Après trois mois d’enquête, le rapport de plus de 300 pages a été rendu le 16 juin, mais les premières feuilles commencent tout juste d’être dévoilées dans la presse. Il désigne le groupe espagnol Repsol comme étant le « principal responsable » de la catastrophe environnementale qui a entraîné la pollution de plus 11 000 hectares de zones maritimes et littorales.

Les conclusions du rapport sont accablantes pour l’entreprise ; elles balaient la thèse du groupe espagnol qui affirmait que la fuite de pétrole avait été causée par une « houle anormale », elle-même provoquée par l’éruption volcanique survenue quelques heures plus tôt aux îles Tonga, à l’autre bout du Pacifique, soutenant que les vagues avaient déstabilisé le tanker Mare Doricum lors d’une opération de déchargement de pétrole, à 18 mètres de profondeur. Une version démentie, donc : les vagues n’ont « pas dépassé 1 mètre de haut » cette nuit-là, révèle le rapport, précisant que les opérations de déchargement peuvent par ailleurs tout à fait se réaliser avec des vagues atteignant jusqu’à 2 mètres. En revanche, parmi les causes de la fuite de pétrole, le rapport pointe « la pression excessive lors du déchargement de brut ».

Des milliers d’animaux morts

Le 15 janvier, la rupture d’un câble avait laissé échapper douze mille barils de pétrole, polluant durablement deux réserves naturelles protégées, entraînant la mort de milliers d’animaux, – dont certains en voie d’extinction comme le pingouin de Humbolt et la loutre marine – et laissant sept mille pêcheurs artisanaux et commerçants sans travail. « Le désastre écologique le plus grave sur les côtes péruviennes », affirme le document.
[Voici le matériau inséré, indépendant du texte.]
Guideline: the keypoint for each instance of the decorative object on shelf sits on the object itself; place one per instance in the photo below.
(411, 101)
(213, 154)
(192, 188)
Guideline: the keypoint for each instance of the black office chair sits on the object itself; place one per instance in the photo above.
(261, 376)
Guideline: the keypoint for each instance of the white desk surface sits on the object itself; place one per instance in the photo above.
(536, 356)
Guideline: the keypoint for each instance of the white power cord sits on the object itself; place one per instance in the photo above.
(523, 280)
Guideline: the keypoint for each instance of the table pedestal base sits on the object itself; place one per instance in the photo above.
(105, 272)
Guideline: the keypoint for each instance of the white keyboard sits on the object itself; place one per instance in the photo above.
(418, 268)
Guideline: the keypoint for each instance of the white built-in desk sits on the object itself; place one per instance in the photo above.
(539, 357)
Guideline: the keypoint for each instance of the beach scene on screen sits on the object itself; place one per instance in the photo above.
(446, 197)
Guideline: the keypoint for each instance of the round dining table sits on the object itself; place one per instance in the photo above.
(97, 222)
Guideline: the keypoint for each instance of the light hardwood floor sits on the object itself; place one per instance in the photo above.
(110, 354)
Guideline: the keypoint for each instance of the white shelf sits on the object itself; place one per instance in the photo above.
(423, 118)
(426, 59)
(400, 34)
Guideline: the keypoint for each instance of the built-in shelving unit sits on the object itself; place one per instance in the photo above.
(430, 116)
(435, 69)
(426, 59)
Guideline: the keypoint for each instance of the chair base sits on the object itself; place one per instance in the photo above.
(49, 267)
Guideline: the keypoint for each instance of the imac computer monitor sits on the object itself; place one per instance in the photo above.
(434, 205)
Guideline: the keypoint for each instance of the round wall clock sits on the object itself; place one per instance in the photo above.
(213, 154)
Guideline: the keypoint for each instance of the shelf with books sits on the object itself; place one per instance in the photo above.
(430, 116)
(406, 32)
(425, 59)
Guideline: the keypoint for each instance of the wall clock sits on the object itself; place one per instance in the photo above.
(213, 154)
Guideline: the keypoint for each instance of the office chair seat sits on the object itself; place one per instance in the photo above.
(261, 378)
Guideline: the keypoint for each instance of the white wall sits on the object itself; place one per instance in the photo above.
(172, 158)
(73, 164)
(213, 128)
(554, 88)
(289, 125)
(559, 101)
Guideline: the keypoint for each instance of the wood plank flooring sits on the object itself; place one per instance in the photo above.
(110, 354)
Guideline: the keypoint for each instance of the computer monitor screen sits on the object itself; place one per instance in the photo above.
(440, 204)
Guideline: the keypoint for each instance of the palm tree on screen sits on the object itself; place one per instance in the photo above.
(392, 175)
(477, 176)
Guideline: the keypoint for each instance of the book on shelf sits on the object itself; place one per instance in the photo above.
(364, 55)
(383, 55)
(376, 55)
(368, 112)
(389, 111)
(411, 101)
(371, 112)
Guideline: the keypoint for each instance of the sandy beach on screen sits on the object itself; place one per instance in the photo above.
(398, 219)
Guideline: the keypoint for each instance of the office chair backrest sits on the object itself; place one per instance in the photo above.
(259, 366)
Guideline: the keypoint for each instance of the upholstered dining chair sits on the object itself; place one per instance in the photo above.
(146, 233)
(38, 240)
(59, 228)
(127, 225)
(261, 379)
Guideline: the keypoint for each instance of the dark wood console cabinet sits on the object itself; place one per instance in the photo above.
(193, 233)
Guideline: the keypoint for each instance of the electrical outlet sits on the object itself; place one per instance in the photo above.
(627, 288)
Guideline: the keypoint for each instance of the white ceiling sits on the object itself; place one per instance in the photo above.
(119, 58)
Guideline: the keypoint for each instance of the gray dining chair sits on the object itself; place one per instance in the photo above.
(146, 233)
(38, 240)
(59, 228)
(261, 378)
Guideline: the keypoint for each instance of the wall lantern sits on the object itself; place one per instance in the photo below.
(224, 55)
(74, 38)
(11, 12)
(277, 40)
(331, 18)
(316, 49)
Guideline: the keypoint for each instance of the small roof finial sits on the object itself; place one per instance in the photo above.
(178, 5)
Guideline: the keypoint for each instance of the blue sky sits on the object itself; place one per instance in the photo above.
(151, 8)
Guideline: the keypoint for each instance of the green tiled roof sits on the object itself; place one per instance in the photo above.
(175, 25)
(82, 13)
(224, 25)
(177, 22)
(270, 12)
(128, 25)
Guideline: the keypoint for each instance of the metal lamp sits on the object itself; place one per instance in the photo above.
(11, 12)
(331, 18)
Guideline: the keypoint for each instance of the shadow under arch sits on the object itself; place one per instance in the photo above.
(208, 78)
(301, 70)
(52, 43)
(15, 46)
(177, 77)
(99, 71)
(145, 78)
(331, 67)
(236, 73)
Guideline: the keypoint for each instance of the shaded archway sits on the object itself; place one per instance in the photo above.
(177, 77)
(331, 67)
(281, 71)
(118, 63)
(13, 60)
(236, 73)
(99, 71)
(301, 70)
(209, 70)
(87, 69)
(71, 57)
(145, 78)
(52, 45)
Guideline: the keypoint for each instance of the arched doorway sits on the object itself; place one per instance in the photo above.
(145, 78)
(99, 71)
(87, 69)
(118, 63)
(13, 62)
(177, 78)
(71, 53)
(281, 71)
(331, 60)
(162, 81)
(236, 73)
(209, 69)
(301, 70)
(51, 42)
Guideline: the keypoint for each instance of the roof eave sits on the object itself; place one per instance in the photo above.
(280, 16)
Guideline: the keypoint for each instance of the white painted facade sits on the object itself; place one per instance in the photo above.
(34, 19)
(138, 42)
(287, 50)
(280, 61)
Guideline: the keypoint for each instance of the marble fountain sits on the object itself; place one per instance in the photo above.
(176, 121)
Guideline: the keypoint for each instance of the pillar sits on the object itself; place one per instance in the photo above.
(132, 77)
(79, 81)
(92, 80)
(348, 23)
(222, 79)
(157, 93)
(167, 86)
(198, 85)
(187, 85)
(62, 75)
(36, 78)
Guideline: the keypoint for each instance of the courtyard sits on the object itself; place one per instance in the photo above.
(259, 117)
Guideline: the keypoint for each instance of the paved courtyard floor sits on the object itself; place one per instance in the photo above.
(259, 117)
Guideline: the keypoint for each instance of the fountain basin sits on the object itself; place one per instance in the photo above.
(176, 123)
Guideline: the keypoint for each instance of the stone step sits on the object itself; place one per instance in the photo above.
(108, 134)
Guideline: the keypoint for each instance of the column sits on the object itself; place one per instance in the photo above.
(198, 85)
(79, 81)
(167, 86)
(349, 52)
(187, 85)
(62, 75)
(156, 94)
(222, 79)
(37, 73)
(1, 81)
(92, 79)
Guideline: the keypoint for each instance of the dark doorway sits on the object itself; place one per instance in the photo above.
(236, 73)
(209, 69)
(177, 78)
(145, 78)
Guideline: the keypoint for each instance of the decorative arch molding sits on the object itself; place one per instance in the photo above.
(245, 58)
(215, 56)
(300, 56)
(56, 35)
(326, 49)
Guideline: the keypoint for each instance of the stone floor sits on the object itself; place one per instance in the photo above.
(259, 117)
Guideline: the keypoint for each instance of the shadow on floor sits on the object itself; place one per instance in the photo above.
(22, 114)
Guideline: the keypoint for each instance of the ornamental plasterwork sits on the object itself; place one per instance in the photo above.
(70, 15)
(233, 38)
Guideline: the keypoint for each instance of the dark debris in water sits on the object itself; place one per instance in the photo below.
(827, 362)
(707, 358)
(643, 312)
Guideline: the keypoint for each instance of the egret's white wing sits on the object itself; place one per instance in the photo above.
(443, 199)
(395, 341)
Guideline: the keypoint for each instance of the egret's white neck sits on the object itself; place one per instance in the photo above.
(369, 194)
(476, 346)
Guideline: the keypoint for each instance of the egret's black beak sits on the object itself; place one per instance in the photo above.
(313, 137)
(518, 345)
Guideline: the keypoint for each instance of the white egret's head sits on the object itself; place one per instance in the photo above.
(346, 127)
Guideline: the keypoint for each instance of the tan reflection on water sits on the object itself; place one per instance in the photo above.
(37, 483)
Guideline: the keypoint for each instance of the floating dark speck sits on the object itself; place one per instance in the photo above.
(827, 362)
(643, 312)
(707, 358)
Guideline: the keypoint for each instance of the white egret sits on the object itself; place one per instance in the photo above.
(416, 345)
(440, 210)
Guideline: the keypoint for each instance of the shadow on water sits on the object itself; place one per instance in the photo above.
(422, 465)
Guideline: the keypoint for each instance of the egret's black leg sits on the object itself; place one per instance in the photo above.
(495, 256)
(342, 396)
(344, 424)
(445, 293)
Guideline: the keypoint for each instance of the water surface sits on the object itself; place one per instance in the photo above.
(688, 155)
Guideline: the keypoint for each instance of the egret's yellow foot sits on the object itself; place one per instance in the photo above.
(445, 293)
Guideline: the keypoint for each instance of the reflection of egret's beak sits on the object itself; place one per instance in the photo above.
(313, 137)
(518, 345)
Repsol est non seulement accusé de négligence du fait de ses « mauvaises pratiques de déchargement » et de son « manque de maintenance des installations », mais l’entreprise est visée pour n’avoir pas réagi de manière efficace et rapide pour tenter de contenir la marée noire, causant des dégâts supplémentaires sur l’écosystème, dégâts qui auraient pu être évités. Le rapport dénonce notamment les « fausses informations » diffusées par le groupe, constituant autant de « conduites aggravantes au présumé délit de pollution environnementale ». Le soir du désastre, l’entreprise avait rapidement sorti un communiqué indiquant que la fuite était « limitée », avec seulement 0,16 baril de brut échappé, et assurait que l’épisode était « sous contrôle ».